Après Das sulzburger Feld en Allemagne qui évoque l'extermination de la population juive d'un petit village pendant le nazisme, après le Japon, puis récemment le Cameroun à Ngaoundéré et le Canada, les colonnes archaïques et noires de ses installations prennent maintenant possession du musée des beaux-arts. Simples troncs d'arbres ardennais choisis par l'artiste et sobrement dégrossis à la tronçonneuse, elles se dressent en groupe dans la cour et au bord du parking jouxtant le bâtiment. Semblant calcinées ( grâce à la créosote, traitement utilisé pour leur conservation en plein-air), elles dialoguent avec les murs gris et fissurés d'un musée devenu lui-même élément de l'installation. Détourné de sa vocation première, ce dernier n'est plus seulement l'écrin qui conserve et présente les œuvres d'art. L'imbrication des figures totémiques au centre des bâtiments suggère la possible ouverture de la cour aux rues avoisinantes qui autorise enfin le dialogue avec la vie de la cité. Axe, titre de la démarche, s'apparente en fait à un lien qui rend le musée acteur entre le passage Jadart et la rue Libergier, le lien possible entre la rue de Vesle et le parvis de cathédrale - le lien avec le futur.

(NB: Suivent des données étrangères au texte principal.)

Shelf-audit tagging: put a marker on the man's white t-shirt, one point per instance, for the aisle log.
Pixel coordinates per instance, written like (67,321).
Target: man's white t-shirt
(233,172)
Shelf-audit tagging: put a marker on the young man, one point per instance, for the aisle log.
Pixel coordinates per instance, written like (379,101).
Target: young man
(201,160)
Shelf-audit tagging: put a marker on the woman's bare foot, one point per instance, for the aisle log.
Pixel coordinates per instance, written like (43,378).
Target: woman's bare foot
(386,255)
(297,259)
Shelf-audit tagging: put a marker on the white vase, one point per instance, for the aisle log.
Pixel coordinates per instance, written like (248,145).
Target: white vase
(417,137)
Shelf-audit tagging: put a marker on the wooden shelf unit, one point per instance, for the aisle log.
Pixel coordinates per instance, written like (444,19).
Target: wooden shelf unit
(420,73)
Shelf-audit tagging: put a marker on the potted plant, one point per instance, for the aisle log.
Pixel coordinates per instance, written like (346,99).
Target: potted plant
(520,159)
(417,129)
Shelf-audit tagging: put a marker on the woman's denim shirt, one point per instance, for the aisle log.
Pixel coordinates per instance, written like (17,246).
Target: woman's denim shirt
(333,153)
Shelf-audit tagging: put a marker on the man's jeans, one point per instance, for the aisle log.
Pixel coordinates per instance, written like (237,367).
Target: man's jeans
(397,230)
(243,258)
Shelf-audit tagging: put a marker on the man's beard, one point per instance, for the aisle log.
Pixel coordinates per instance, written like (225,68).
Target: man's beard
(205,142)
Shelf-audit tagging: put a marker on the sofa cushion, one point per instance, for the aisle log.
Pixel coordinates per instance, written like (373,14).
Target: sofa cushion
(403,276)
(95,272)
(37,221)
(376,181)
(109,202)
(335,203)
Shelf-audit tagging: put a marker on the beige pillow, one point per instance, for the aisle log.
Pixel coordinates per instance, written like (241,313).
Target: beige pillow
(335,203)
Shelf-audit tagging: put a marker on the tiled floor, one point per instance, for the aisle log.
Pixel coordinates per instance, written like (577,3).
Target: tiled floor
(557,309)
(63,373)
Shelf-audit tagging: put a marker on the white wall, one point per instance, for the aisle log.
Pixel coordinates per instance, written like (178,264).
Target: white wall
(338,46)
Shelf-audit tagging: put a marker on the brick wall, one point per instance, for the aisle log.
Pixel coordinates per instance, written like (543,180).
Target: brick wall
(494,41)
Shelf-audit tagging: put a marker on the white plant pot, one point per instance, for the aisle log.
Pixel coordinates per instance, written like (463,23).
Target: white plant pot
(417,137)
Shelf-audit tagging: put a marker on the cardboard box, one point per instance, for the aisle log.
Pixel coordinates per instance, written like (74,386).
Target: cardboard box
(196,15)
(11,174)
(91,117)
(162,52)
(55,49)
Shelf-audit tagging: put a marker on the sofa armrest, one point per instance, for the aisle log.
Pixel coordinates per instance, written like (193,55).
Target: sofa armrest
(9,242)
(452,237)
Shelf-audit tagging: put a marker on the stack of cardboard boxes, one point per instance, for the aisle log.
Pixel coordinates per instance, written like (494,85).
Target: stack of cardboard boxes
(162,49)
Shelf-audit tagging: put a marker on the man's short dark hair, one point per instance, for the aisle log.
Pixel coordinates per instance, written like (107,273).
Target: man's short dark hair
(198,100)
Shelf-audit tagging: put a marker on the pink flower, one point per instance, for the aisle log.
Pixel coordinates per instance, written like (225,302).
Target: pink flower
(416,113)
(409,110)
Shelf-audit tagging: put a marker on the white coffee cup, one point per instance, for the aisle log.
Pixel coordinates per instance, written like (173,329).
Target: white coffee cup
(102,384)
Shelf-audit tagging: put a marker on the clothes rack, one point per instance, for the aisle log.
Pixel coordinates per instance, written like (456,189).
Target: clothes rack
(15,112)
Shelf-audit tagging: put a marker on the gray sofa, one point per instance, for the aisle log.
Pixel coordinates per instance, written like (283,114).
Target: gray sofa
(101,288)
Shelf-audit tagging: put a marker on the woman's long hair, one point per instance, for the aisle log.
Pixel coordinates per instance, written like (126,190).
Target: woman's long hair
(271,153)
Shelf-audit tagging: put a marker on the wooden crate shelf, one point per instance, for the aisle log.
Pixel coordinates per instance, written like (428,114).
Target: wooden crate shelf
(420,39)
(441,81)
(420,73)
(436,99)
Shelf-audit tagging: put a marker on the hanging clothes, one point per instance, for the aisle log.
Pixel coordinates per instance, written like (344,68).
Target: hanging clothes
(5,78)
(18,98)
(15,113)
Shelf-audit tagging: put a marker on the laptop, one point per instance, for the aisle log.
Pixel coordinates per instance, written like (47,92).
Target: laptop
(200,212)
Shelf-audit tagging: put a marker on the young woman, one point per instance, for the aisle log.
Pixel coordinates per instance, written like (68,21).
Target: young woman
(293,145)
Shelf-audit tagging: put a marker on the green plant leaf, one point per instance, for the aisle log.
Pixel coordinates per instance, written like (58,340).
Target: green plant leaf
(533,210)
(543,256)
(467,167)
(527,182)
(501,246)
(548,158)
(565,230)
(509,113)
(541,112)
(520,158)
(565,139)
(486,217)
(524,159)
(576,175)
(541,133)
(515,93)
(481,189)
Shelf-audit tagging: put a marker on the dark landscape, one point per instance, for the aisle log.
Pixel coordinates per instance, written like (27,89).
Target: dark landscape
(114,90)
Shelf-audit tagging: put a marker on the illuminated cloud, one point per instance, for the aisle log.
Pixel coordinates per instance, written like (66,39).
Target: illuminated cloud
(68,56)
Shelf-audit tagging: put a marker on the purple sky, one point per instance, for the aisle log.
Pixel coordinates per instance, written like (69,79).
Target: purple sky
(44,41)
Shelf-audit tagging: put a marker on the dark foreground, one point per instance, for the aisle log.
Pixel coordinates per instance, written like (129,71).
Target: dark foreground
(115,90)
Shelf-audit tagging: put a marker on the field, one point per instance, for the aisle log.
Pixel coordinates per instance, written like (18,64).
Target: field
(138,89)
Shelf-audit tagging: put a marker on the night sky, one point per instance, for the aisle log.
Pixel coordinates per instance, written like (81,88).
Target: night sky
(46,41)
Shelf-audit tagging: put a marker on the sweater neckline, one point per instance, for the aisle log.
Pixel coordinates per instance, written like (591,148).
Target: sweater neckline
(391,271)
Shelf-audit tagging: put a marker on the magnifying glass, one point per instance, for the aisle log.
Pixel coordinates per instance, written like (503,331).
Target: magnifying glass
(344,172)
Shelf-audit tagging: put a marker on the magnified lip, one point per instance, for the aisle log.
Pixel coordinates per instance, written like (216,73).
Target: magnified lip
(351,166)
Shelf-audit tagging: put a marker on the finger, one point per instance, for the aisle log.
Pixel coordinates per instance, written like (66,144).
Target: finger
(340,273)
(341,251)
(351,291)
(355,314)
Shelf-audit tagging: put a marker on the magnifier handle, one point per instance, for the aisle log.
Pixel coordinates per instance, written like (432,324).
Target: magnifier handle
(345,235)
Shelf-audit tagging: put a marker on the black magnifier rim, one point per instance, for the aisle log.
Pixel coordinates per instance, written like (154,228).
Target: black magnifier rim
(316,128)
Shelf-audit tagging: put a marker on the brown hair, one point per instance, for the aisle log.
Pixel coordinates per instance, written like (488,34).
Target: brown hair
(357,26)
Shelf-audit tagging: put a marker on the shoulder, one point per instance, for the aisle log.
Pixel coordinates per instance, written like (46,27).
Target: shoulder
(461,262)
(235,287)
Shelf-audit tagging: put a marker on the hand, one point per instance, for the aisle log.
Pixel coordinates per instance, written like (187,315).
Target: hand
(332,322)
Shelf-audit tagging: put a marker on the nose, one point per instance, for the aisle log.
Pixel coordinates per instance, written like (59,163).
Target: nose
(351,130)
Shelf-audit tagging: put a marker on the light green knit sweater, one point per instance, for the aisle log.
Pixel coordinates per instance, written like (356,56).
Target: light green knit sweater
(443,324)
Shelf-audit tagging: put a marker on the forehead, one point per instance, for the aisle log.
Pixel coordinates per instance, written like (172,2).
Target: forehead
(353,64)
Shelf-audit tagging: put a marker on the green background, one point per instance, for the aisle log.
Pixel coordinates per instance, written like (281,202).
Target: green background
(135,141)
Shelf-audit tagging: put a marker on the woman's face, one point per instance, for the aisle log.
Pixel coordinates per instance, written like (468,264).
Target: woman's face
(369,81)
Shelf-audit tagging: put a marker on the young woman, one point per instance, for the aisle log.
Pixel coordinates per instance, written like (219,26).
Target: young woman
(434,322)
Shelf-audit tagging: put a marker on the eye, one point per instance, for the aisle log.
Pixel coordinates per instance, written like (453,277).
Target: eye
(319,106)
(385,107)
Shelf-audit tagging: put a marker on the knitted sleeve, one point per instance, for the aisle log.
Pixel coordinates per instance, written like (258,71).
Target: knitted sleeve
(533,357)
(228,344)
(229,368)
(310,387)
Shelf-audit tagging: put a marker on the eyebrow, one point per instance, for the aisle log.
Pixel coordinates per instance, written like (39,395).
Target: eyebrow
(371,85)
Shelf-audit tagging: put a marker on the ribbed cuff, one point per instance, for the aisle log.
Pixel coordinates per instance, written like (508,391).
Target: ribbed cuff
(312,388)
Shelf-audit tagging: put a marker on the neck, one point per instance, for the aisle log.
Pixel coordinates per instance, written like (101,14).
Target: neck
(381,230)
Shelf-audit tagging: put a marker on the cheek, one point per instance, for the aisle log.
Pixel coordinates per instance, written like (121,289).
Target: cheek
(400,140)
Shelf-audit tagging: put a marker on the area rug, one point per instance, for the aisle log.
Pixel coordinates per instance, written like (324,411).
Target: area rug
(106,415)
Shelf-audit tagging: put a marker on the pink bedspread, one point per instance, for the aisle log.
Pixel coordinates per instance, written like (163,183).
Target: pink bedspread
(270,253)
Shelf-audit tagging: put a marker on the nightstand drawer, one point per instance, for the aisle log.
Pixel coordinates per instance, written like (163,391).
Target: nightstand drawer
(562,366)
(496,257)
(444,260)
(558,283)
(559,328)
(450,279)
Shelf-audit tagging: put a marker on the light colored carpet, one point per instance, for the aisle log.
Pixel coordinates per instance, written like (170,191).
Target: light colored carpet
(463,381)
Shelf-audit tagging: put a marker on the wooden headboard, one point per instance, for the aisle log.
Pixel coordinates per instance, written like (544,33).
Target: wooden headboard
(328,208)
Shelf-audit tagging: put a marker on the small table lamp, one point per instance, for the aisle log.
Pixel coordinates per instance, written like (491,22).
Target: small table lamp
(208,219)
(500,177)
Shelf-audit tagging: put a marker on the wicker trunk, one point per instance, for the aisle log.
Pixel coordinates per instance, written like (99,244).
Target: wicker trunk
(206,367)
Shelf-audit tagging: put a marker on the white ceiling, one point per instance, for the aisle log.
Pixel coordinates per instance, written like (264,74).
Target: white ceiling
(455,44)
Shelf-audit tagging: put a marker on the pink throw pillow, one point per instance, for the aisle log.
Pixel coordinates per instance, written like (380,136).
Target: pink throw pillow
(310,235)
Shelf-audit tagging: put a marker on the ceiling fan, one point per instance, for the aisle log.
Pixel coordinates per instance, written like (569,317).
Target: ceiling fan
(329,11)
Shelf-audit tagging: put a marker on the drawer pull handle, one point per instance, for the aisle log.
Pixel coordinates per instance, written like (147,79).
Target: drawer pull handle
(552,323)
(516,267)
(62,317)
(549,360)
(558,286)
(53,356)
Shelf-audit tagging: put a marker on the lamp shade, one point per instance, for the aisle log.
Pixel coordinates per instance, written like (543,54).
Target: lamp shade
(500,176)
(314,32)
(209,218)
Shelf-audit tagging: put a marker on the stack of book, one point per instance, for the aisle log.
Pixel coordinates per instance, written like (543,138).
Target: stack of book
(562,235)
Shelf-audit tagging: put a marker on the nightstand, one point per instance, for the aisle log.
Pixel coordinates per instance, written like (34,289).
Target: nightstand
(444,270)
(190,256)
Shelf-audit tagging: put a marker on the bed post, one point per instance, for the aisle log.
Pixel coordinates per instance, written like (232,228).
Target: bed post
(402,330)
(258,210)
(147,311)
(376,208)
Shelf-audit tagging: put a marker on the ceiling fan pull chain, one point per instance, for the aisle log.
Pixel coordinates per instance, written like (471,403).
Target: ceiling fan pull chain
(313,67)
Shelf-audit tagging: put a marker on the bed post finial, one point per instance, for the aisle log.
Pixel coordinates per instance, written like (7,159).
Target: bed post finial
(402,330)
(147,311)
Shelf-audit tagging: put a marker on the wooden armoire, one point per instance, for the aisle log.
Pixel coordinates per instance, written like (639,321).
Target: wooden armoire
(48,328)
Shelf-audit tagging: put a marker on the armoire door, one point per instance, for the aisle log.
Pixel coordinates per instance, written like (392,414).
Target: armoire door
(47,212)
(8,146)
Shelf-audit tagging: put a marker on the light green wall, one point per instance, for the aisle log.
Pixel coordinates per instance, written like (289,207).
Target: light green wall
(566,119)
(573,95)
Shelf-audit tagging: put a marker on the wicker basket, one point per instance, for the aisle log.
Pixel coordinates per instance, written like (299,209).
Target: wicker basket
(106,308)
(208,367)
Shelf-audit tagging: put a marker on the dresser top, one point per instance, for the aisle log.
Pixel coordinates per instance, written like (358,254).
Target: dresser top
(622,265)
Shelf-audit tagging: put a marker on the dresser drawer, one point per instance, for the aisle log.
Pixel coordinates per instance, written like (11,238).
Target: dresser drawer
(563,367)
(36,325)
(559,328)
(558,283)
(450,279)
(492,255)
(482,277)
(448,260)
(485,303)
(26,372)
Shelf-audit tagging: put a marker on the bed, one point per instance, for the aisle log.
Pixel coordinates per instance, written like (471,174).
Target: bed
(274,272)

« La forme ébauchée, primitive, bien que familière est la projection de nos obsessions et de nos peurs collectives . Parce que noires et muettes, elles appartiennent au monde des rêves et des cauchemars nous pouvons voir en elles les victimes de l'Histoire… (Ibid, p14)» Qu'incarnent donc ces figures archaïques destinées à apprivoiser la « malédiction » qui pèse sur le musée ? Rappellent-elles, par exemple, que, dès le début de la Grande Guerre, les bombes avaient éventré le bâtiment qui venait d'être inauguré ( 1913). On ne peut oublier que, depuis le XIXème siècle, les Rémois attendaient un vrai musée, les collections de la ville restant présentées au premier étage de l'Hôtel de Ville. Malheureusement, leur satisfaction fut de courte durée et le musée ne put retrouver, depuis la guerre, la place qu'il méritait à un niveau national.
Christian Lapie met en scène un rite incarné par un défilé qui transperce radicalement le musée et qui finit à la périphérie du parking, dans le quotidien le plus banal des habitants de la ville. Possible écho contemporain, comme le note Philippe Piguet, de L'Enterrement à Ornans de Courbet(Philippe Piguet, Christian Lapie - Mémoire et histoire, Le Collège Editions/ FRAC Champagne-Ardenne, Reims, 1999, p 14) ou, peut-être aussi, des Bourgeois de Calais de Rodin, les figures noires, qui composent Axe , trouvent naturellement leur place dans le fil de l'histoire : trois défilés qui défient la seule réalité, trois démarches marquées par le monumental, l'intemporel et l'emploi de la figure humaine en tant que module spatial.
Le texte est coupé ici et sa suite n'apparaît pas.